Funk ostentação, um hino dos rolezinhos, revela a segregação social por meio da apologia ao consumismo, que é supostamente restrito às classes mais altas, porém essa divisão não pode ser considerada um apartheid. Os locais selecionados pelos jovens para promoverem esses eventos, que pararam o Brasil durante as férias escolares, são os shopping centers, os centros do consumo, os símbolos da prática amparada pelo próprio funk ostentação. A divisão de um espaço supostamente voltado para o público geral, como um shopping center, desrespeita vários direitos básicos dos brasileiros, assegurados pela constituição. Entretanto, não é possível afirmar que exista uma relação definida entre os rolezinhos brasileiros e o movimento racista sul-africano. Eliane Brum exagerou em sua comparação. O novo poder de consumo da classe C, ao qual o funk ostentação faz referência, é um fenômeno socioeconômico complexo, que marca classe a ascensão de moradores de periferia e sua aceitação em espaços que antes eram ocupados apenas pela já estabelecida classe média. Portanto, prefiro crer que a razão pela qual os shoppings barraram jovens com menos de dezoito anos desacompanhados – o que não caracteriza distinção de classe e cor, e sim de facha etária – foi por conta da falta de estrutura oferecida por esses estabelecimentos para comportar seis mil e tantas pessoas dançando e cantando em seus corredores. O temor era apenas quanto à segurança, pois essa quantidade de pessoas poderia resultar em caos.

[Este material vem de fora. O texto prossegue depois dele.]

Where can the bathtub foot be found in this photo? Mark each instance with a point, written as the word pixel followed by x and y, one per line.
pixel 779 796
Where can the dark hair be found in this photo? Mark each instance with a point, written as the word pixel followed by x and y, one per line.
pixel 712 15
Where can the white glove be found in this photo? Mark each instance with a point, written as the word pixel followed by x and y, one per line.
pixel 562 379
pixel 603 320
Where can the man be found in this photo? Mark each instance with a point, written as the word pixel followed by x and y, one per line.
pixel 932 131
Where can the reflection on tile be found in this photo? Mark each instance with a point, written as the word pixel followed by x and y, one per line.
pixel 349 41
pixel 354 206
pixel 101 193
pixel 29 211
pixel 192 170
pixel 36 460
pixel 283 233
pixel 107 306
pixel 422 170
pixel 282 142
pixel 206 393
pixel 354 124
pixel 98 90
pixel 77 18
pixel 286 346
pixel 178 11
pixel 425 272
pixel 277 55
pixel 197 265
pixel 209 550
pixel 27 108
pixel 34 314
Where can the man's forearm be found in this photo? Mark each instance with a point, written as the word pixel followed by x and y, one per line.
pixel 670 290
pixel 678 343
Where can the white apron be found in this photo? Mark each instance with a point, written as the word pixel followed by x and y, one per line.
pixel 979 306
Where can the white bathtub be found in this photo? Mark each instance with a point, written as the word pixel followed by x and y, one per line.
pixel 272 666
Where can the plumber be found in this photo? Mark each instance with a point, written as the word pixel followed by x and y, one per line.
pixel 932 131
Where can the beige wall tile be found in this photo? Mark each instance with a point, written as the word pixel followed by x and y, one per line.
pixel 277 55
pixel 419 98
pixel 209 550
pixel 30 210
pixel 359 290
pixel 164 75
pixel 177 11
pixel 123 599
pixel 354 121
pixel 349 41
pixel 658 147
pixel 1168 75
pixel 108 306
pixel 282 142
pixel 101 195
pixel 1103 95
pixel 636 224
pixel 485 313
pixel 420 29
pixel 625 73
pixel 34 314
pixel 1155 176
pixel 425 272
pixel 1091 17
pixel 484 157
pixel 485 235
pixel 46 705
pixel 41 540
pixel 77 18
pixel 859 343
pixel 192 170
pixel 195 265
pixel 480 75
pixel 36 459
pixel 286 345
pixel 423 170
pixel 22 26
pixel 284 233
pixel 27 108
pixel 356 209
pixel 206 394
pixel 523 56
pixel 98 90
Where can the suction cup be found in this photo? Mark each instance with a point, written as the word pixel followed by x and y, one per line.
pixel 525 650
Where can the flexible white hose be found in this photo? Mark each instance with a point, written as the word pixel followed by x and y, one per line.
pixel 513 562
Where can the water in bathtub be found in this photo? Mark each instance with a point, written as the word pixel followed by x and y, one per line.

A questão de segregação social existe, sim, quando se trata de rolezinhos, mas estabelecer uma comparação entre esse episódio e o apartheid sul-africano é certamente atitude exagerada e sensacionalista. A divisão econômica no Brasil, diferentemente do que havia no século passado, é horizontal e não vertical. As pessoas se distinguem predominantemente pelo seu poder de compra e não por sua cor ou etnia. A classe alta frequenta bares, restaurantes e espaços de lazer exclusivos, enquanto a camada mais pobre se restringe a outros estabelecimentos mais baratos. Com a criação de parques e espaços públicos de lazer nas periferias, a classe C poderá encontrar lugares de mais fácil acesso e talvez a divisão econômica não seja tão marcada.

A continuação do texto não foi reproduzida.